The police man grinned, his cheshire grin showing the gums of his teeth, acres of pearly white, and something Max couldn't place, but didn't quite like.

"Have you ever had the siren on too?" The police officer continued, leading Max out of the house by his thick arm. "Come on, it will be fun."

The police man took him for a ride on the city, showing him the sights of the buildings and talking nonstop about his life and his work with the Church of the Holy Light.

"We're paladins, you know, we fight the darkness. Like the man who murdered your mother, he was dark, he used something we can't use and he tried to-"

"He tried to what?" Max asked sharply, whirling to look the cop in the eyes, his chin propped up by his arm at a right angle, hair flying out the window into the breeze as the siren wailed: wowah wowah wowah.

"The man who killed your mother," The police man said in a slow and careful tone, "Is a wizard. They're the most evil scum of the earth people you can find. I can't tell you a lot but what I found was from the paladins at that Church. They told me all about the magical world, there is one too you know. I saw it just now, evidence, direct proof." The cop slammed his fist against the dashboard. "They're everywhere, like cockroahes, and overrunning our world with their unnatural FREAKINESS!"

Spittle flew at Max's face. Max was numb to the cop's rage, in truth his own anger bottled deep inside was far more potent. "Are you going to be able to find the man who did it?"
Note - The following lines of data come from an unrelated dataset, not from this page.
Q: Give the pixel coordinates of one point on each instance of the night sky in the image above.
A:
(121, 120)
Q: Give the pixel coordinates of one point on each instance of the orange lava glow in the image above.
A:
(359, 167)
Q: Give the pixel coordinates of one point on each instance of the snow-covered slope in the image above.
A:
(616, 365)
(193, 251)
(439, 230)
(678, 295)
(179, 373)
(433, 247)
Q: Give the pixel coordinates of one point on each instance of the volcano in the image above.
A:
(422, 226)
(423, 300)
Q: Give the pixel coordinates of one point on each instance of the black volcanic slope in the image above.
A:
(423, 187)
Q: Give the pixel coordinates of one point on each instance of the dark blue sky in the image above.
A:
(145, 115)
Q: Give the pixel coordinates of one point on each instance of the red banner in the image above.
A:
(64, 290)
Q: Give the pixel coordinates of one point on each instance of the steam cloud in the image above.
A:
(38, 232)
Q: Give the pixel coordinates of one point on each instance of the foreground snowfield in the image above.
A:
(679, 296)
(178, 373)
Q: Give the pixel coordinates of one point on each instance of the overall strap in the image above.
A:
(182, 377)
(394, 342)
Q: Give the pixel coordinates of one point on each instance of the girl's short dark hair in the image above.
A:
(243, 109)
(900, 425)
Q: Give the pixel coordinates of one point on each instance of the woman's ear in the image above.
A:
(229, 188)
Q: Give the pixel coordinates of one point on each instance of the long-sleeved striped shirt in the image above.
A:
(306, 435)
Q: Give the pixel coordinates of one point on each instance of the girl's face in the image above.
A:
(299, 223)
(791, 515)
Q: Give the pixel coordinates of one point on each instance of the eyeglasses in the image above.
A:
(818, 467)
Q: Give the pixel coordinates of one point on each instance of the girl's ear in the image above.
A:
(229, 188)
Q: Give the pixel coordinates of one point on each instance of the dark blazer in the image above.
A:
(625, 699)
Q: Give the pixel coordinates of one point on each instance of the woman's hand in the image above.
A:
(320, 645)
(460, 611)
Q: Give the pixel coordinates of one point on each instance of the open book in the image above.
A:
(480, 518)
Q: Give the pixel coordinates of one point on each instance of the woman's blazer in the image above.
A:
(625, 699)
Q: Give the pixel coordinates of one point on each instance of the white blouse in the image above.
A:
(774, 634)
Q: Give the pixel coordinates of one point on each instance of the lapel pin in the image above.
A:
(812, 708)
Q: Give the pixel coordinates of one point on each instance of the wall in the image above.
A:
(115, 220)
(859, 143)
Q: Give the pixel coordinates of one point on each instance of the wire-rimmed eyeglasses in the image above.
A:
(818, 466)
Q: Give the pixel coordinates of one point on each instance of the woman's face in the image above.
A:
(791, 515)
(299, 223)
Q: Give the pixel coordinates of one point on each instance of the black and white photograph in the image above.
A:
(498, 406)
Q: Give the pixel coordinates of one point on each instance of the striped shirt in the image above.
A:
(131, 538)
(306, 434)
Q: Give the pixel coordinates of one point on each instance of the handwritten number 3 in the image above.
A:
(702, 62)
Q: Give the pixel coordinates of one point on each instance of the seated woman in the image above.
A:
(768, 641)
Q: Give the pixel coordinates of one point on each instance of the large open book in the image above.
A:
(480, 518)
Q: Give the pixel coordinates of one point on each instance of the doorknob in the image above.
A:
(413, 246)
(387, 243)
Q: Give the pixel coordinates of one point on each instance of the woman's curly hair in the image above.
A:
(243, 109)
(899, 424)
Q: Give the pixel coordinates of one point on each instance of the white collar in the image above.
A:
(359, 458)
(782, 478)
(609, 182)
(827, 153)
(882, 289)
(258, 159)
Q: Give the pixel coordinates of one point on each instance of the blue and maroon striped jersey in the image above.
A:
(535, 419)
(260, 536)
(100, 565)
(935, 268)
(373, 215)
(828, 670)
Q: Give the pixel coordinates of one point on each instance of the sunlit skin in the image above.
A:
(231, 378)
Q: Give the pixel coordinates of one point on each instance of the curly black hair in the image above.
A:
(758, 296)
The cop nodded, "That's exactly what I'll do. Tell me everything-"

"I didn't see much, just a man my mother was talking to, someone I didn't know and I heard the words Avada Kedavra."

The cop nodded, "That's the killing curse," he said, and stroked the stubble on his chin. He parked the car in a lot between two buildings, one orange painted spotted with grafity and the other a rising skyscraper in construction. The workers toiled. The cop got out of his car and Max did the same, looking around at where they were.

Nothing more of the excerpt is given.